Mein erster Schultag war genau eine Woche, nachdem ich in England angekommen bin. Wie auch in Deutschland ist es hier üblich, mit dem Bus zur Schule zu fahren, nur die Uniform war neu. Die meisten Sixth Form Colleges haben keine Uniform, sondern nur einen Dresscode, aber unsere hat eine. Sie besteht zwar nur aus schwarzer Hose, weißem Hemd, Krawatte und schwarzem Pullover, trotzdem fühle es sich am Anfang befremdlich an. Ich hatte bisher alle Nächte in England sehr gut geschlafen, weil die Tage anstrengend waren, aber da hat es ein bisschen länger gebraucht. Ich hatte Angst, ich würde Regeln brechen, von denen ich nicht wusste, dass es sie gibt. Ich hatte Angst, ich würde keine britischen Freunde finden. Vor allem hatte ich Angst, mein Englisch wäre nicht gut genug. Doch meine Sorgen waren tatsächlich alle unbegründet. Die Lehrer*innen waren verständnisvoll und hilfsbereit, haben Sätze wiederholt, wenn jemand sie nicht verstand und eine Gruppe von Schülerinnen hat mich gleich am ersten Tag gefragt, ob ich mich zu ihnen setzen will. Natürlich wird da jeder etwas unterschiedliche Erfahrungen haben. Ich gehe nicht davon aus, dass das der Standard ist. Doch wenn man sich aus den eigenen, schon gebildeten Gruppen wegbewegen, und auf Leute zugeht, Fragen stellt, werden einen die wenigsten abweisen. Außerdem ist es ab dem Sixth Form College in England so, dass man selbst auswählen kann, welche Fächer man wählt. Und man hat meist nur drei oder vier Fächer. Ich hatte letztes Jahr 16 verschiedene Fächer und jetzt habe ich drei, die mich alle wirklich interessieren. Doch auch wenn die Schule durchschnittlich länger geht als die in Deutschland, sind viel mehr Pausen und freie Stunden zum Lernen eingeplant, wodurch man zu Hause eigentlich nur Freizeit hat.

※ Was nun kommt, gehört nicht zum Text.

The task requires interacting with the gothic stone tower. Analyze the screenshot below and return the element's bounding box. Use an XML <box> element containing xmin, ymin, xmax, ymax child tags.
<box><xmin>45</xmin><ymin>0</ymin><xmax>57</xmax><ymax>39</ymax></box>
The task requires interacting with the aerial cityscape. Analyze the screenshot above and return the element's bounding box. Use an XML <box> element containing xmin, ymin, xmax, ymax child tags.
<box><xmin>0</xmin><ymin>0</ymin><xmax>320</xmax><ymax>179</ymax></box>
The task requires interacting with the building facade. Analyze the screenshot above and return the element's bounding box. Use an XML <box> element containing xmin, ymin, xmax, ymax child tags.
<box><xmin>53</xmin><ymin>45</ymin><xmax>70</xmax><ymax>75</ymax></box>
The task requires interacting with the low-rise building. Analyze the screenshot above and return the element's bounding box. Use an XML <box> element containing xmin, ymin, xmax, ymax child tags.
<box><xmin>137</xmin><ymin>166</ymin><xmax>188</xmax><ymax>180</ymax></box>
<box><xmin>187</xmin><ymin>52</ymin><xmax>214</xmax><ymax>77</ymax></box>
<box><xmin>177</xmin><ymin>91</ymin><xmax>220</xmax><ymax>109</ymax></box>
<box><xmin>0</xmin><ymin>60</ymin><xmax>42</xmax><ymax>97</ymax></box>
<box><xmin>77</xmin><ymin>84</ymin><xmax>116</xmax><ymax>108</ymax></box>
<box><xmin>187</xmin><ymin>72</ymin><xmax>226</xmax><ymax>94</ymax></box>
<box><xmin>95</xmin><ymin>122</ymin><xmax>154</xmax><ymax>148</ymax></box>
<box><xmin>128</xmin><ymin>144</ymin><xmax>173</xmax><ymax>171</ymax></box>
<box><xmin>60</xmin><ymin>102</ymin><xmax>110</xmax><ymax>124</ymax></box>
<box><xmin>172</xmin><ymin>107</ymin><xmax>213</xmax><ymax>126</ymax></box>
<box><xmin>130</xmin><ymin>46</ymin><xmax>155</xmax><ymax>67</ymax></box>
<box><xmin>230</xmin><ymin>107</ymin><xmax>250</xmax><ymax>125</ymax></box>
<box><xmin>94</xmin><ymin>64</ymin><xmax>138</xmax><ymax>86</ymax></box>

Ein komplett anderes System, als ich gewohnt bin, aber deswegen bin ich hier. Um eine andere Art kennenzulernen, in die Schule zu gehen, zu lernen und eine andere Art des Lebens. Es ist teils anstrengend, teils wirklich beängstigend und manchmal wünsche ich mich einfach nur zu meiner Familie zurück, aber ich bereue es nicht, kein Stück. Ich weiß, dass nicht alles leicht werden wird, aber ich bin bereit, daran zu wachsen, mich zu verbessern und unabhängiger zu werden. Und die allermeiste Zeit fühlt es sich einfach so richtig, richtig gut an. 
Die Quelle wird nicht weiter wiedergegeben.